7 Is his punishment like the punishment of those who overcame him? or are his dead as great in number as those he put to the sword?

Isaiah 27:7 Meaning and Commentary

Isaiah 27:7

Hath he smitten him, as he smote those that smote him?
&c.] No; the Lord does smite his people by afflictive dispensations of his providence; he smites them in their persons, and families, and estates; see ( Isaiah 57:17 ) as he smote Israel, by suffering them to be carried captive, and as the Jews are now smitten by him in their present state; yet not as he smote Pharaoh, with his ten plagues, and him and his host at the Red Sea; or as he smote Sennacherib and his army, by an angel, in one night; or as Amalek was smitten, and its memory perished; or as he will smite mystical Babylon, which will be utterly destroyed; all which have been smiters of God's Israel, who, though smitten of God, yet not utterly destroyed; the Jews returned from captivity, and, though now they are scattered abroad, yet continue a people, and will be saved.

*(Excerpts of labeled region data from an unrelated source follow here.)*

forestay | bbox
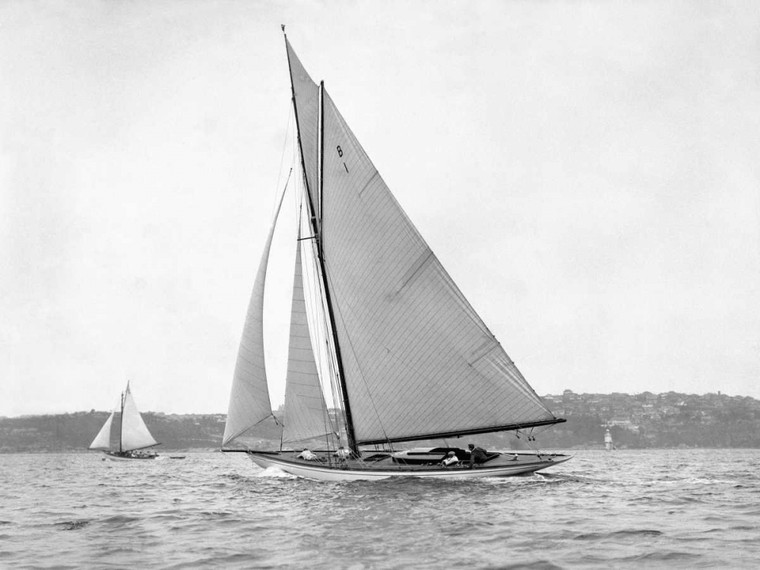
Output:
[222,186,285,445]
[283,236,334,443]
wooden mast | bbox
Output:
[282,30,359,455]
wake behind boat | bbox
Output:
[222,27,569,480]
[90,382,160,461]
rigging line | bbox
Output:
[272,105,293,219]
[325,268,391,444]
[299,189,338,442]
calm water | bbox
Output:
[0,450,760,568]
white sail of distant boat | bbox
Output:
[223,30,569,480]
[90,382,159,459]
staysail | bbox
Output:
[314,86,556,443]
[120,384,158,451]
[90,412,116,449]
[222,183,287,445]
[285,38,320,220]
[282,236,333,443]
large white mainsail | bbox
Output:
[120,384,158,451]
[282,235,334,443]
[314,86,556,443]
[222,177,289,445]
[90,412,116,449]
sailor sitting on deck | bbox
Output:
[441,451,459,467]
[296,449,319,461]
[467,443,488,469]
[335,447,351,461]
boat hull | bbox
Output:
[103,451,162,461]
[247,451,570,481]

God deals differently with his own people, his mystical and spiritual Israel, than with their enemies that smite them: he afflicts them, but does not destroy them, as he does their enemies; he has no fury in him towards his people, but he stirs up all his wrath against his enemies: [or], is he slain according to the slaughter of them that are slain
by him?
or, "of his slain" F23; the Lord's slain, or Israel's slain, which are slain by the Lord for Israel's sake; though Israel is slain, yet not in such numbers, to such a degree, or with such an utter slaughter, as their enemies; though the people of God may come under slaying providences, yet not such as wicked men; they are "chastened, but not killed"; and, though killed with the sword, or other instruments of death, in great numbers, both by Rome Pagan and Papal, yet not according to the slaughter as will be made of antichrist and his followers, ( Revelation 19:15-21 ) .


FOOTNOTES:

F23 (wygrh) "occisorum ejus", Montanus; "interfecti illius", Junius & Tremellius, Piscator.

Isaiah 27:7 In-Context

5 Or let him put himself under my power, and make peace with me.
6 In days to come Jacob will take root: Israel will put out buds and flowers; and the face of the world will be full of fruit.
7 Is his punishment like the punishment of those who overcame him? or are his dead as great in number as those he put to the sword?
8 Your anger against her has been made clear by driving her away; he has taken her away with his storm-wind in the day of his east wind.
9 So by this will the sin of Jacob be covered, and this is all the fruit of taking away his punishment; when all the stones of the altar are crushed together, so that the wood pillars and the sun-images will not be put up again.